The system 100 uses an action selection neural network 112 in selecting actions to be performed by the agent 104 in response to observations 108 at each time step. The action selection neural network 112 can have any appropriate neural network architecture, e.g., including any appropriate types of neural network layers in any appropriate number (e.g., 5 layers, 10 layers, or 20 layers) and connected in any appropriate configuration. As a particular example, when the features of the observation 108 are pixel values, the action selection neural network 112 can be a vision transformer neural network or a convolutional neural network. As another example, when the features of the observation 108 are, e.g., the outputs of the feature encoder or are lower-dimensional values, e.g., proprioceptive sensor data, the neural network 112 can be a multi-layer perceptron (MLP) or a transformer neural network.

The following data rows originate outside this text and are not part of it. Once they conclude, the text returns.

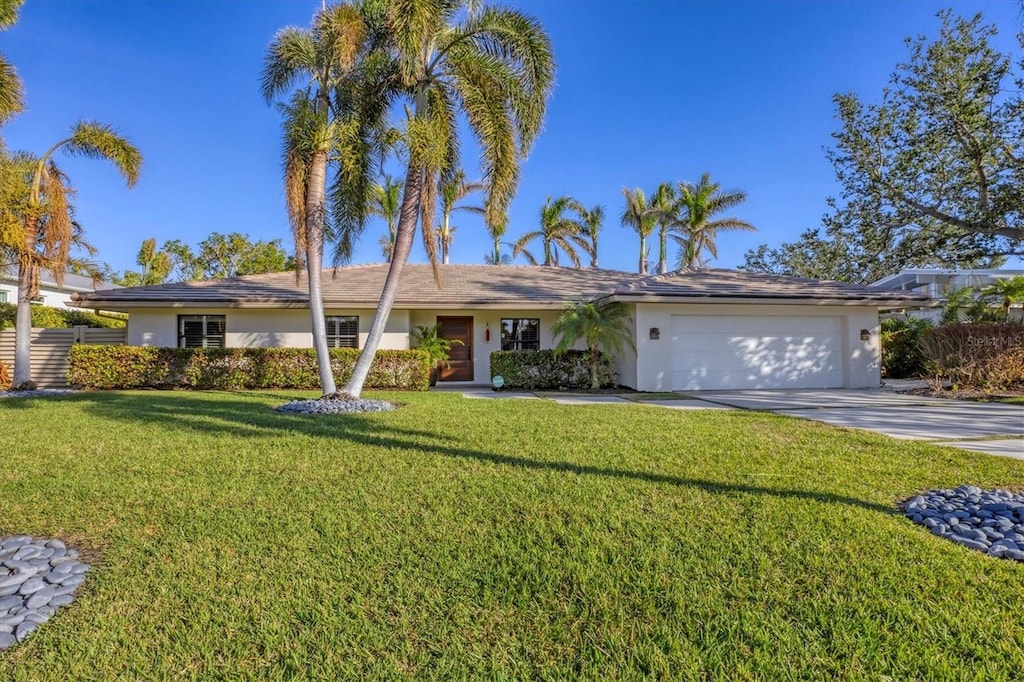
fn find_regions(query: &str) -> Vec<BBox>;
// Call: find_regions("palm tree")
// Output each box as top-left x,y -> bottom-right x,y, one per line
262,2 -> 385,396
114,237 -> 172,287
650,182 -> 676,274
981,276 -> 1024,321
371,175 -> 402,260
673,173 -> 755,269
620,188 -> 656,275
0,0 -> 24,126
342,0 -> 554,398
437,169 -> 484,264
8,121 -> 141,387
512,196 -> 588,266
939,285 -> 975,324
552,297 -> 635,389
577,203 -> 604,268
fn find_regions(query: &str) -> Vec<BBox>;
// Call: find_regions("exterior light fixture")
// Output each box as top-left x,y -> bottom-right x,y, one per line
649,327 -> 660,340
860,329 -> 871,341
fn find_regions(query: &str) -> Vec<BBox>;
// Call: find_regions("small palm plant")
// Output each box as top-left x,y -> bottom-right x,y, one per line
981,276 -> 1024,322
410,323 -> 463,386
551,298 -> 635,390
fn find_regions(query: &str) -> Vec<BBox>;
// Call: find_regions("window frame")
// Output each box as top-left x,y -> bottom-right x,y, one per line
178,314 -> 226,349
325,315 -> 359,349
500,317 -> 541,351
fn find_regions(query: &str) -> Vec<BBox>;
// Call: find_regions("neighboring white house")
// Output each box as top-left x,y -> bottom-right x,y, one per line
0,267 -> 102,309
70,264 -> 930,391
871,268 -> 1024,321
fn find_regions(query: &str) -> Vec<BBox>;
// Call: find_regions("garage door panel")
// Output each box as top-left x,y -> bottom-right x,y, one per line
670,315 -> 843,390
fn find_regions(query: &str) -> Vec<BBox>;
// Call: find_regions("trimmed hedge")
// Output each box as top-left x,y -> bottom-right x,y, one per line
880,317 -> 931,378
920,323 -> 1024,390
0,303 -> 125,329
490,349 -> 614,390
67,346 -> 431,391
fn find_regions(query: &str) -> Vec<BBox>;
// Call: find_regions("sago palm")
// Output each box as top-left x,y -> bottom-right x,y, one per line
262,2 -> 387,396
620,187 -> 656,275
513,195 -> 588,266
437,169 -> 484,264
343,0 -> 554,397
9,121 -> 141,386
372,175 -> 402,260
552,297 -> 635,390
577,203 -> 604,268
673,173 -> 755,269
0,0 -> 24,126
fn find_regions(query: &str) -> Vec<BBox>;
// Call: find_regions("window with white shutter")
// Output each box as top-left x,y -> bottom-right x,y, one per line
178,315 -> 226,348
325,315 -> 359,348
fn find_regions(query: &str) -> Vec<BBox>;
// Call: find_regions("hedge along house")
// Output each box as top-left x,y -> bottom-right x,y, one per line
69,264 -> 930,391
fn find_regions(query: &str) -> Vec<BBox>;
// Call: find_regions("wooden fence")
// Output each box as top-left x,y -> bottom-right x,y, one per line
0,326 -> 127,387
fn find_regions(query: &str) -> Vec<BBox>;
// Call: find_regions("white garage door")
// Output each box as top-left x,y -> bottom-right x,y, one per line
670,315 -> 843,390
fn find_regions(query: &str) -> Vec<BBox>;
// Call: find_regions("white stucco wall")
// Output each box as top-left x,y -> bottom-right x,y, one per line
0,282 -> 78,309
126,308 -> 409,350
631,303 -> 880,392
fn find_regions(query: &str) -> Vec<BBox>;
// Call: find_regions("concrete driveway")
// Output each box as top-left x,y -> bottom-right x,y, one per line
687,389 -> 1024,460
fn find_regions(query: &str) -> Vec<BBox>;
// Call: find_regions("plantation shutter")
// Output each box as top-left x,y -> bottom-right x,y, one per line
325,316 -> 359,348
179,315 -> 226,348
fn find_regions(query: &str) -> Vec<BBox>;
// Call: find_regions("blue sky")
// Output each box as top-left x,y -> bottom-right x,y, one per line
3,0 -> 1021,276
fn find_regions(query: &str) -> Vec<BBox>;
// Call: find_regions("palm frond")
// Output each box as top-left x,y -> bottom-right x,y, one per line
0,55 -> 23,125
64,121 -> 142,187
261,27 -> 318,103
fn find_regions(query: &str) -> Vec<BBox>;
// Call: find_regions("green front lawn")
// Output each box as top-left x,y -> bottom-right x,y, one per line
1,391 -> 1022,679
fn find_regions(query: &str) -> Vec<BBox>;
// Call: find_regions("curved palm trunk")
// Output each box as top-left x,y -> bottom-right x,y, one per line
344,157 -> 426,398
305,149 -> 337,396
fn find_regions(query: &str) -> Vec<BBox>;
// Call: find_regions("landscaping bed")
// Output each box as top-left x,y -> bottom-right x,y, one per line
0,391 -> 1021,678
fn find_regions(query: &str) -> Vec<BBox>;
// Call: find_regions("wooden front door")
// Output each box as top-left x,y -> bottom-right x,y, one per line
437,316 -> 473,381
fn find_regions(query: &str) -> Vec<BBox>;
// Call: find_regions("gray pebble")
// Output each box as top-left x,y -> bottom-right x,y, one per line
17,577 -> 45,596
26,586 -> 55,610
905,488 -> 1024,563
14,620 -> 37,642
0,594 -> 22,611
0,572 -> 30,590
0,632 -> 15,649
48,594 -> 75,607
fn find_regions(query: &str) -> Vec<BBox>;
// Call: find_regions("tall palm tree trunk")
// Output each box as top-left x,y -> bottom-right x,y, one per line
442,214 -> 450,265
638,236 -> 647,275
657,232 -> 668,274
344,155 -> 426,398
305,149 -> 337,396
13,213 -> 39,387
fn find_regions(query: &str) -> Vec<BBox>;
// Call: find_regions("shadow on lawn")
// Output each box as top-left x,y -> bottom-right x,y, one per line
73,391 -> 896,516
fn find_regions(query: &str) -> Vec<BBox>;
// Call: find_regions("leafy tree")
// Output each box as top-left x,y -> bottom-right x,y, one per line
672,173 -> 754,269
371,175 -> 402,260
512,196 -> 587,266
436,169 -> 483,264
551,297 -> 635,389
113,237 -> 172,287
156,233 -> 292,281
743,10 -> 1022,283
0,0 -> 24,126
577,203 -> 605,268
342,0 -> 554,399
5,121 -> 141,386
262,2 -> 387,396
620,187 -> 655,275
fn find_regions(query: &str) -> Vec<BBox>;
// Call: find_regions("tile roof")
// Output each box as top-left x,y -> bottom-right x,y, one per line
70,263 -> 930,309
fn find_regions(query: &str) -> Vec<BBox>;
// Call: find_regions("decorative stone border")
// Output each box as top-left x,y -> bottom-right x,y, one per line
275,398 -> 395,414
903,486 -> 1024,561
0,389 -> 78,399
0,537 -> 89,650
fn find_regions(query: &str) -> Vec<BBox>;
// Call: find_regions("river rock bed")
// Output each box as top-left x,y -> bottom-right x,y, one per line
903,486 -> 1024,562
0,536 -> 89,650
275,397 -> 395,414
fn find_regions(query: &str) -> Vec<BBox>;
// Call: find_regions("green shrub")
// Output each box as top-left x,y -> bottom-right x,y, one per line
919,323 -> 1024,390
67,346 -> 431,391
0,303 -> 125,329
880,317 -> 931,378
489,349 -> 614,390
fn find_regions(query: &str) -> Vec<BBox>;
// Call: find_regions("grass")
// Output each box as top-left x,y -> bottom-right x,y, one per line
1,390 -> 1022,679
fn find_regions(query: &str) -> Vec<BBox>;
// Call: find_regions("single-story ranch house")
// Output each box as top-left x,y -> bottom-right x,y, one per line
70,264 -> 930,391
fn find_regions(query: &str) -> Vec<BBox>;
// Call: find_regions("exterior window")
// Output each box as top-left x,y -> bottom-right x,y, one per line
0,290 -> 6,303
326,315 -> 359,348
501,318 -> 540,351
178,314 -> 226,348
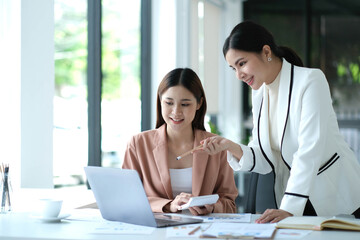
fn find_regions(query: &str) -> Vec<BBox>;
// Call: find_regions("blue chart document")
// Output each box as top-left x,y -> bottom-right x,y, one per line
197,213 -> 252,223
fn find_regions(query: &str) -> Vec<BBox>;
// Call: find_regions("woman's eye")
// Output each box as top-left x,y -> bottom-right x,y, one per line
182,104 -> 190,107
239,61 -> 246,67
165,102 -> 173,105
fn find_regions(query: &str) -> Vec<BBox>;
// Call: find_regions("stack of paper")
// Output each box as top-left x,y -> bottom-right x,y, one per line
200,222 -> 276,238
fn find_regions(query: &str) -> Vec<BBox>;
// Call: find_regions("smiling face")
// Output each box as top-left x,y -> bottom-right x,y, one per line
225,47 -> 272,90
160,85 -> 201,133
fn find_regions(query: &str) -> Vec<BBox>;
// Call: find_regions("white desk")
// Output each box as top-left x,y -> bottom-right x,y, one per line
1,211 -> 360,240
1,188 -> 359,240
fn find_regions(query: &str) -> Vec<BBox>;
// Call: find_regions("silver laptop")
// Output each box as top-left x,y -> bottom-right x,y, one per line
84,166 -> 203,227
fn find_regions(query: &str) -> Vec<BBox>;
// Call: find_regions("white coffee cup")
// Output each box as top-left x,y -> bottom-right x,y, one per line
38,199 -> 63,218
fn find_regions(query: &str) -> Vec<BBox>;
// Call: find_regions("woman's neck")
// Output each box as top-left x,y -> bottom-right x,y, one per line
266,57 -> 283,85
166,126 -> 195,145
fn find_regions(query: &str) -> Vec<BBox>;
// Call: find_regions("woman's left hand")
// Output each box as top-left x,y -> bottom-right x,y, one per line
194,136 -> 230,155
188,204 -> 214,216
255,209 -> 293,223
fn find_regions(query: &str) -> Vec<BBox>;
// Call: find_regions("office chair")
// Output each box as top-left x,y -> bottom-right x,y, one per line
244,171 -> 277,214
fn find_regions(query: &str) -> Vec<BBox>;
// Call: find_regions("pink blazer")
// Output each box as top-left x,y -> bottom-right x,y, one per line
122,124 -> 238,213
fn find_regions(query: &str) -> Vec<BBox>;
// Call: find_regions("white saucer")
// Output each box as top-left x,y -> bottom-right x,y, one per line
31,213 -> 71,222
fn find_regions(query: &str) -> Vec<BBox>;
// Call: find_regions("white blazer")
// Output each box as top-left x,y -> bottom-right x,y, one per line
228,59 -> 360,216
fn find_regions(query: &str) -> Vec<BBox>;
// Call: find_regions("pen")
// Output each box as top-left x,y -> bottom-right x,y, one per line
0,164 -> 3,211
176,145 -> 203,160
1,164 -> 9,211
188,226 -> 201,235
6,165 -> 11,211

In particular, the action selection neural network 112 is configured to receive an input that includes either the observation 108 or the features 144 representing the observation and to process the input in accordance with a set of parameters, referred to in this specification as action selection neural network parameters, to generate an action selection output 110 that the system 100 uses to determine an action 102 to be performed by the agent 104 at the time step. For example, the action selection output 110 may be a probability distribution over the set of possible actions. As another example, the action selection output can be a prediction of the reward at the next time step. As another example, the action selection output 110 may be a Q-value that is an estimate of the long-term time-discounted reward that would be received if the agent 104 performs a particular action in response to the observation 108. As another example, the action selection output 110 may identify a particular action that is predicted to yield the highest long-term time-discounted reward if performed by the agent in response to the observation.

At each time step, the reinforcement learning system 100 receives a main task reward based on the current state of the environment 106 and the action 102 of the agent 104 at the time step.

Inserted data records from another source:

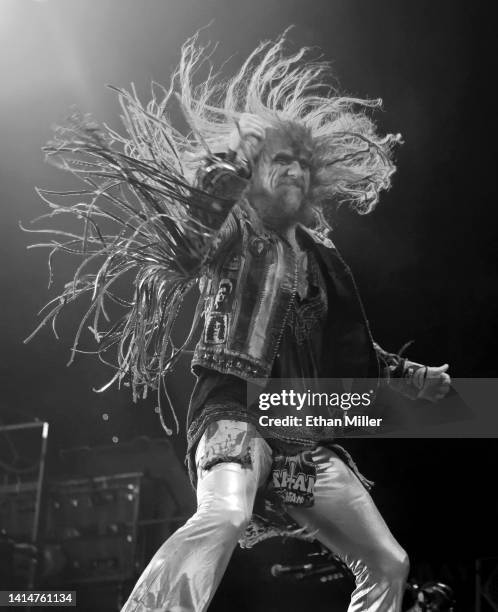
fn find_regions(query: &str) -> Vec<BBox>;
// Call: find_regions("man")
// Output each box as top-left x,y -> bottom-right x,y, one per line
31,34 -> 450,611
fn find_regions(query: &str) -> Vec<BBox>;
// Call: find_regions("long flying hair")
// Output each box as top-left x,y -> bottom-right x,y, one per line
26,32 -> 400,431
174,30 -> 401,214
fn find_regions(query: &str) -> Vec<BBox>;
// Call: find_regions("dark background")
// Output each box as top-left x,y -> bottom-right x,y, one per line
0,0 -> 496,609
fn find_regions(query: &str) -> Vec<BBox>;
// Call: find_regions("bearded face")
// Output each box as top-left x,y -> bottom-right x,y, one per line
249,127 -> 313,229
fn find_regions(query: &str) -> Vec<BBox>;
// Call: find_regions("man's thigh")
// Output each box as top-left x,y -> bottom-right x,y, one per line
195,420 -> 273,496
286,446 -> 404,567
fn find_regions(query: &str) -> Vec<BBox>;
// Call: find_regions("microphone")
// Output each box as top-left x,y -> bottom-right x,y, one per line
271,561 -> 346,581
270,562 -> 313,577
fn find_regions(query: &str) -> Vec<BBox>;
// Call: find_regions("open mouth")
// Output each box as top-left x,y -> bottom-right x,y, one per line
278,181 -> 303,190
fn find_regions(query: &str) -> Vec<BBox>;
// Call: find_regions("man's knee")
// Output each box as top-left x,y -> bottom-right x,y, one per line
221,506 -> 252,531
197,497 -> 252,533
376,546 -> 410,583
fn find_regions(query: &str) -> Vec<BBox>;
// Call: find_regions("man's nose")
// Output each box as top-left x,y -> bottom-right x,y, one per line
286,161 -> 302,177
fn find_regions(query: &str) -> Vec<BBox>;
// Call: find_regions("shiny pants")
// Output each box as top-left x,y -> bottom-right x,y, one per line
121,421 -> 409,611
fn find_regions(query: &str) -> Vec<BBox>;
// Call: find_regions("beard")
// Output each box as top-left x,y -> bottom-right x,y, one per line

Generally, the main task reward is a scalar numerical value and characterizes the progress of the agent 104 towards completing the main task.

As a particular example, the main task reward can be a sparse binary reward that is zero unless the task is successfully completed as a result of the action being performed, i.e., is only non-zero, e.g., equal to one, if the task is successfully completed as a result of the action performed.

As another particular example, the main task reward can be a dense reward that measures a progress of the agent towards completing the task as of individual observations received during the episode of attempting to perform the task, i.e., so that non-zero main task reward can be and frequently are received before the task is successfully completed.

In general, the system 100 or another training system trains the action selection neural network 112 to generate action selection outputs 110 that maximize the expected main task reward received by the system 100, by using a reinforcement learning technique to iteratively adjust the values of the action selection neural network parameters. The system can use any appropriate reinforcement learning technique, e.g., a Q-learning technique, an actor-critic technique, and can train the neural network 112 off-policy or on-policy.

In addition to the action selection neural network 112, the system 100 additionally includes one or more auxiliary prediction neural networks 124, 126, and 128. At each time step, each of the auxiliary prediction neural networks 124, 126, and 128 processes a respective auxiliary input 118, 120, and 122 to generate a respective intermediate output 130, 132, and 134. An intermediate output of a neural network (e.g., an auxiliary prediction neural network) refers to an output generated by one or more hidden layers of the neural network.

Each auxiliary prediction neural network 124, 126, and 128 can have any appropriate neural network architecture, e.g., including any appropriate types of neural network layers in any appropriate number (e.g., 5 layers, 10 layers, or 20 layers) and connected in any appropriate configuration. As a particular example, the auxiliary prediction neural networks 124, 126, and 128 can all be multilayer perceptron neural networks.

Each auxiliary prediction neural network 124, 126, and 128 is configured to process an input set of features 118, 120, and 122 that is a proper subset of the features in the observation 108, i.e., includes less than all of the features in the observation 108, of the environment 106 to generate a state value estimate 136, 138 and 140 relative to an auxiliary reward that is specified by a “target” feature in the observation. Each auxiliary prediction neural network 124, 126, and 128 can be associated with a different target feature, and thus the auxiliary reward for each auxiliary prediction neural network can be specified by a different target feature. Furthermore, the input set of features 118, 120, and 122 for each auxiliary prediction neural network 124, 126, and 128 can include different input features for each auxiliary prediction neural network. The features included in the proper subset of the features can be selected based on the target feature for the particular auxiliary prediction neural network. That is, each auxiliary prediction neural network 124, 126, and 128 performs an auxiliary state value estimation task for an auxiliary reward specified by a corresponding target feature in the observation.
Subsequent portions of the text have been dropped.